A subtle shift occurred over the weekend. What we might call "new normal" uncertainty gave way to genuine uncertainty after the Federal Reserve could not bring itself to raise its short-term rate even 1/4 of 1%. Genuine uncertainty leads to fear. Fear leads to panic. Panic has all sorts of bad consequences. This does not bode well for global financial markets or the world economy.
You see, it is a question of legitimacy. Since 2008, the Federal Reserve has been perceived as more and more important to the functioning of the "real" economy. After the initial fiscal stimulus of 2009, which petered out by 2011, the Congress has does nothing to help the Main Street economy.
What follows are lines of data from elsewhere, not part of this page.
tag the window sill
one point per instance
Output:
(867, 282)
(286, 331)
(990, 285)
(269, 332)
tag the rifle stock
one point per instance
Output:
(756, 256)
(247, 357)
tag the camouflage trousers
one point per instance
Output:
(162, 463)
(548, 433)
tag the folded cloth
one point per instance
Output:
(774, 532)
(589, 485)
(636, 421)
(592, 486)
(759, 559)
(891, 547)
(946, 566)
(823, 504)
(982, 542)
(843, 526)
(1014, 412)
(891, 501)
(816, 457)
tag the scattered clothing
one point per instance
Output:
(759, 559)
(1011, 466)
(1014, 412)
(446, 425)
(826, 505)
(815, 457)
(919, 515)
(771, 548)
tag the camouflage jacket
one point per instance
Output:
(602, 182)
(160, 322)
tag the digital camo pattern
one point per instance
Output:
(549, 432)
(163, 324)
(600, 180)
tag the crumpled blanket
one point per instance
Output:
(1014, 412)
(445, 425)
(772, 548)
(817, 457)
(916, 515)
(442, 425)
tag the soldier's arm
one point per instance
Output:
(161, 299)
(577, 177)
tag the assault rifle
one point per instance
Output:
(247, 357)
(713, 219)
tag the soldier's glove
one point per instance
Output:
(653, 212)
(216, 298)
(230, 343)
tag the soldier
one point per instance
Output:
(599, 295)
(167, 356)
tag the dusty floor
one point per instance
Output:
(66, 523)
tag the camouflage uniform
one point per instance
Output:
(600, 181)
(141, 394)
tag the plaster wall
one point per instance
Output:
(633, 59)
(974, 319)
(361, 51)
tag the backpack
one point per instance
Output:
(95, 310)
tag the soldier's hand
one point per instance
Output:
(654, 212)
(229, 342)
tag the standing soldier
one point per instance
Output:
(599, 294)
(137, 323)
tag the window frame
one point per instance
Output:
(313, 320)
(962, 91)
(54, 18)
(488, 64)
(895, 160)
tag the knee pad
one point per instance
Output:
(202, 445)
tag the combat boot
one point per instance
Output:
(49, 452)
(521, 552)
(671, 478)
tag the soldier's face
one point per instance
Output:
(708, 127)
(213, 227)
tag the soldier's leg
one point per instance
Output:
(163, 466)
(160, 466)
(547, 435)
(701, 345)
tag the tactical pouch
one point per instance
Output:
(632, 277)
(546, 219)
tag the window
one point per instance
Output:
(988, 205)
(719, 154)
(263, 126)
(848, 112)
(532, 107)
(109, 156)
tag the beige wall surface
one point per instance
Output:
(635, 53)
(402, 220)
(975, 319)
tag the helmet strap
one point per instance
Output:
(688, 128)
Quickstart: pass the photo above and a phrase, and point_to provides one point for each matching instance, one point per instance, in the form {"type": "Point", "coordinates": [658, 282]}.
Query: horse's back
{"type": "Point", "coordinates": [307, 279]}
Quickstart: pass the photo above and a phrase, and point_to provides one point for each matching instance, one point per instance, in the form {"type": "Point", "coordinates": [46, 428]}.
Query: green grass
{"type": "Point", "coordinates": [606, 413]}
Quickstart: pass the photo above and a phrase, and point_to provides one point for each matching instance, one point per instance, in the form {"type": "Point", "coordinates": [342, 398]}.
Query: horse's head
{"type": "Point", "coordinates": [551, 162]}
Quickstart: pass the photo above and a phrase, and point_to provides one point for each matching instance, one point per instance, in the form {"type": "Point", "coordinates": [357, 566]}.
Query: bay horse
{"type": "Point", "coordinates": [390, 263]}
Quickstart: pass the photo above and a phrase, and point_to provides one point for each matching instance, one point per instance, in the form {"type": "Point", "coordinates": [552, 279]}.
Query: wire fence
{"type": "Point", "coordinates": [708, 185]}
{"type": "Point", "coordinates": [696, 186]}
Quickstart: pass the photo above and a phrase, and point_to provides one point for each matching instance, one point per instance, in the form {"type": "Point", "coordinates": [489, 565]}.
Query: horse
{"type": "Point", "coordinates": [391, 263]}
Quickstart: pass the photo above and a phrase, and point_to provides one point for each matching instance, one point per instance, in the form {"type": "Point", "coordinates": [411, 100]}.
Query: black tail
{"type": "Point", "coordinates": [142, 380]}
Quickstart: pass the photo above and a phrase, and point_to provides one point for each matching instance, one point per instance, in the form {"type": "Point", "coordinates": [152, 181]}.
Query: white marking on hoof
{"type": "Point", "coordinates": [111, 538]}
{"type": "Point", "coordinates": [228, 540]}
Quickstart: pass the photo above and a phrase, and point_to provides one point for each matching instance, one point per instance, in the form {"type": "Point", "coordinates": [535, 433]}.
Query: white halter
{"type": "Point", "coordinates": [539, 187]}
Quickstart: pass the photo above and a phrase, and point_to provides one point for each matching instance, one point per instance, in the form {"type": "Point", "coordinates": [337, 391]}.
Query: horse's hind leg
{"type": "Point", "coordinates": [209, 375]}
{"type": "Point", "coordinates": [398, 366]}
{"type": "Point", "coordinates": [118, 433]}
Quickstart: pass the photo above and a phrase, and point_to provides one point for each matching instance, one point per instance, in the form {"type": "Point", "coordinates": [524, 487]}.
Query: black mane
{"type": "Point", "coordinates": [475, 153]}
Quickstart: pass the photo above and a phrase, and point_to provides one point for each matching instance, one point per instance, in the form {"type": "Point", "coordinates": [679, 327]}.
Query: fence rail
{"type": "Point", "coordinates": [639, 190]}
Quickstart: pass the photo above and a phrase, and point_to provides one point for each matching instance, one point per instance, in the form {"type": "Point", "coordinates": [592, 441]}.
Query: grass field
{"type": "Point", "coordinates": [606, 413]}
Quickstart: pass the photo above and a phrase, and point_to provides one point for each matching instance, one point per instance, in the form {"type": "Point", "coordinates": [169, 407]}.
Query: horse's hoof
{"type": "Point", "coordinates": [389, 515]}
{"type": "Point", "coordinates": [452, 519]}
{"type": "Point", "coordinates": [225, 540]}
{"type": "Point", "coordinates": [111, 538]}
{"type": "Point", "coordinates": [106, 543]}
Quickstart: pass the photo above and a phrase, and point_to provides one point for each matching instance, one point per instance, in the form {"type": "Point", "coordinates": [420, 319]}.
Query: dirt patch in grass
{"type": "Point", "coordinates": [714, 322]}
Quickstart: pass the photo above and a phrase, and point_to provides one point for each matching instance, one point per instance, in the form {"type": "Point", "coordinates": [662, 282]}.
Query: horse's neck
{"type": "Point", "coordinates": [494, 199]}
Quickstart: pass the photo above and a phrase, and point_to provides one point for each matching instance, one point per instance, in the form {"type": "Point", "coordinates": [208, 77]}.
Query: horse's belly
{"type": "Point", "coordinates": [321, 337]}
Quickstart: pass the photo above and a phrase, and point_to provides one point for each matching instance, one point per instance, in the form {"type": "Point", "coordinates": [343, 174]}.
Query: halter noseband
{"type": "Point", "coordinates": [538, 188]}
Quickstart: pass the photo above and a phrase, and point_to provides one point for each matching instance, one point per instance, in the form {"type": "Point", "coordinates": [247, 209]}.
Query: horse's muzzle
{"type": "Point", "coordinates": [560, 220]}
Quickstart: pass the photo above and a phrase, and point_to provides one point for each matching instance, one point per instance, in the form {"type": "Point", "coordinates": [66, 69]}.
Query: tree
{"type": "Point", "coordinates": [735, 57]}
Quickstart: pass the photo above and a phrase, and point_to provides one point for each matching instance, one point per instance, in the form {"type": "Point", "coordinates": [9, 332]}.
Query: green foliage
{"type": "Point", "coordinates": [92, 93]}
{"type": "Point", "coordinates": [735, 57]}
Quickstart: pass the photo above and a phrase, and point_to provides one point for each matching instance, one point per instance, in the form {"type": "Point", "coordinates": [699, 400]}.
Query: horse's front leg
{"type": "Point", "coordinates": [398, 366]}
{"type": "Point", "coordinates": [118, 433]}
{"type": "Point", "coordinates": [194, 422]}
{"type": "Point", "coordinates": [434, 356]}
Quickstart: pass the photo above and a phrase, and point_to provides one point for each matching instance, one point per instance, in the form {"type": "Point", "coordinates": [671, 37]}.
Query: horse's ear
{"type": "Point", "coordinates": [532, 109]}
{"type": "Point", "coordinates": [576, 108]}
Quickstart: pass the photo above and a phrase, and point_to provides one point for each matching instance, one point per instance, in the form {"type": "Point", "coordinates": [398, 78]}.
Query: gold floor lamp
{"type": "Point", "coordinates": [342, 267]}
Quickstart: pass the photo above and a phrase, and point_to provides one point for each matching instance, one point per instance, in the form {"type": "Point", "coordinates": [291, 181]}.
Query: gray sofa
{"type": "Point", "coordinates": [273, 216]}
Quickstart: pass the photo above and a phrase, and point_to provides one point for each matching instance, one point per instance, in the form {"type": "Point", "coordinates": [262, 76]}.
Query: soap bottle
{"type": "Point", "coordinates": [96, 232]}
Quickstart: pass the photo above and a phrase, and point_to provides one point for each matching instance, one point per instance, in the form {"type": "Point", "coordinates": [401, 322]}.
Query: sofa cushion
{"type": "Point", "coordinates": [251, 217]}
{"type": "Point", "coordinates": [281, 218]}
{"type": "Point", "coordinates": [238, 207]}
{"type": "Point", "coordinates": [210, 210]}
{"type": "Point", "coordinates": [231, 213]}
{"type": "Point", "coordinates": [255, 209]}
But Congress has very little standing among Americans anymore, who perceive correctly that its decisions do not reflect their best interests.
On the other hand, in terms of system justification theory, the Federal Reserve has been seen as more and more legitimate and important to the public interest.
We argue that there is a general (but not insurmountable) system justification motive to defend and justify the status quo and to bolster the legitimacy of the existing social order.
Such a motive is not unique to members of dominant groups.
We see it as comparable—in terms of its strength and social significance—to widely documented motives to defend and justify the interests and esteem of the self-concept and the social group.
We expand previous theoretical notions and claim that people want to hold favorable attitudes about themselves and about their own groups, but they also want to hold favorable attitudes about social and political systems that affect them.
This "system justification motive" has been so strong in recent months that political liberals, who ostensibly speak for the public interest, not financial interests, have anointed the Fed (its ZIRP policy) as the People's Savior. The Fed has been credited with lowering the unemployment rate to 5.1%, despite weak (if any) evidence to support the role of monetary policy in reducing unemployment.